On to why, it's hard to explain, but it's arguably the greatest syntax ever designed. In that it's simple and consistent, yet can express all things and easily be extended. You really have to try it to understand though, and give it a good 30 days. It's only once you're familiar with it and past the initial hump that you understand its appeal.
Finally, I'll explain the historical reasons people like Lisps. Its because they pioneered garbage collection, conditionals, closures, multiple inheritance, mixins, dynamic typing, macros, meta-programming, functional programming and REPLs (aka programming prompts). They were also the second OOP language, some people say to this day, only Smalltalk and some Lisps are truly OOP. So there's a lot of love due to its legacy of everything it gave us.
They're now being rediscovered, and because most software can now be successful even at Java's performance and memory usage, Lisps are making a come back.
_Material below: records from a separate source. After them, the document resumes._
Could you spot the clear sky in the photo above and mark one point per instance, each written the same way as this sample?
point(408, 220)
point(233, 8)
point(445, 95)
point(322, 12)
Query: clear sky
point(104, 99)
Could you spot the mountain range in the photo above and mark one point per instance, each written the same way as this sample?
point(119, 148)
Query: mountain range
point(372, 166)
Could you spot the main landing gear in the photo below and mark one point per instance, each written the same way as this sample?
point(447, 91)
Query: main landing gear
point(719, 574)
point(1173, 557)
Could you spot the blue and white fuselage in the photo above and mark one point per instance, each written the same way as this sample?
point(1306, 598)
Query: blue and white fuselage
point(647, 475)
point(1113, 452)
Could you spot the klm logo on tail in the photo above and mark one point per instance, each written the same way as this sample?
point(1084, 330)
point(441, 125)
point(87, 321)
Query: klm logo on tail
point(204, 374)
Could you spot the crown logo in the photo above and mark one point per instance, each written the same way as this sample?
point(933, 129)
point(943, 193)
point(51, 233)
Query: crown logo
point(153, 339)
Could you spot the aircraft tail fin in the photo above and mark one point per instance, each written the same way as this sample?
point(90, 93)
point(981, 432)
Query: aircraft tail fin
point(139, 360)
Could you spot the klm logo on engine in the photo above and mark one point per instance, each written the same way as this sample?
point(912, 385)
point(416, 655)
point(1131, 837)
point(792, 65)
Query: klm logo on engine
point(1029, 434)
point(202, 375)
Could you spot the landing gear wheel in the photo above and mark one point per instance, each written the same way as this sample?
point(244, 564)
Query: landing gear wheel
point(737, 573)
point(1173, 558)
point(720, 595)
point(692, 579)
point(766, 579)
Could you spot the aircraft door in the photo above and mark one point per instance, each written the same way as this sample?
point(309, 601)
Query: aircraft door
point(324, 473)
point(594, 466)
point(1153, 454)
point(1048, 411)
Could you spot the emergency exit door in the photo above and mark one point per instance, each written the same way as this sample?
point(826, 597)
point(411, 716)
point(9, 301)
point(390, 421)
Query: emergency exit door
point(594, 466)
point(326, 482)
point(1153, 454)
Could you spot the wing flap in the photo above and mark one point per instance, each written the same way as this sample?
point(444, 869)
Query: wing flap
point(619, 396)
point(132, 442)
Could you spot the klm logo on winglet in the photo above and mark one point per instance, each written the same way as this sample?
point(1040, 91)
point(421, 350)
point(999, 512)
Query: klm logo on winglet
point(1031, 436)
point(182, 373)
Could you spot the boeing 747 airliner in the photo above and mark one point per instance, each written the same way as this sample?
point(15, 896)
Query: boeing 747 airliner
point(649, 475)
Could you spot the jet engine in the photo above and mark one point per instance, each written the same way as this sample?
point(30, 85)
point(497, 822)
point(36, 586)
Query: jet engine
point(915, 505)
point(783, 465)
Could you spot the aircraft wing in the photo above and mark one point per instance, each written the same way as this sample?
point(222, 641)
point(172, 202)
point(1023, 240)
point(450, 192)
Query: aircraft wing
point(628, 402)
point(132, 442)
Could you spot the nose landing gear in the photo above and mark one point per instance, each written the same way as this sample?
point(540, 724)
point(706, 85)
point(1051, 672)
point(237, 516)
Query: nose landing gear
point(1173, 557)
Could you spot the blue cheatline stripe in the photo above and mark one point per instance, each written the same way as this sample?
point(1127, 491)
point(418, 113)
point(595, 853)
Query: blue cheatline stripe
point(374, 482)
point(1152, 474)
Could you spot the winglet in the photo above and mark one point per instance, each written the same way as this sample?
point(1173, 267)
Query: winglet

Since they no longer have any defeating drawback.
"Everything I've been able to learn about the language is that it was designed for a non-register based hardware that never caught on"
That's a silly thing to say, especially when two of Lisp's primitive operations, CAR and CDR, are literally named after IBM 704's registers and the first implementations were done on register-based hardware (IBM mainframes and DEC minicomputers).
Metaprogramming. At least that's what I enjoy. In Lisp you can "quote" s-expressions (think "function body"), manipulate the AST and evaluate them how you see fit. It's like Ruby's blocks or Python's metaclasses, but with any construct in the language.
Performance wise it's not slower than languages like Python. For some people (not me) macros simplify their development by a lot. The learning curve is honestly pretty shallow; in my experience Lisp is hard for people who haven't really nailed down recursions, and in this respect it's also a great learning tool. Being simple to implement is a big plus as it allows you to focus on the crucial parts -- IMO people learn better when they get to learn one thing at a time and having a small core to your language is important.
The slowest common lisp I'm aware of is CLISP (used in the Land of Lisp book). I don't even think it is nearly as slow as Python. In fact, even Picolisp (weird, but cool interpreted Lisp outside the Common Lisp and Scheme families) is probably faster than Python, but I've never checked.
No comment on why people like to use it, but I know why they like to learn it: it's a new programming paradigm, as you said. It broadens the way you think about code.
I doubt anyone in the modern era thinks about 60's hardware when evaluating Lisps. If this is what you think of them, you're reading some odd stuff. Check out Paul Graham's On Lisp, or Seibel's Practical Common Lisp. Most people using lisps aren't implementing them.
People are drawn to them for various reasons, among them: strong metaprogramming facilities, real homoiconicity, DSLs, multiple paradigms, REPL development, hot-loading, and sheer elegance.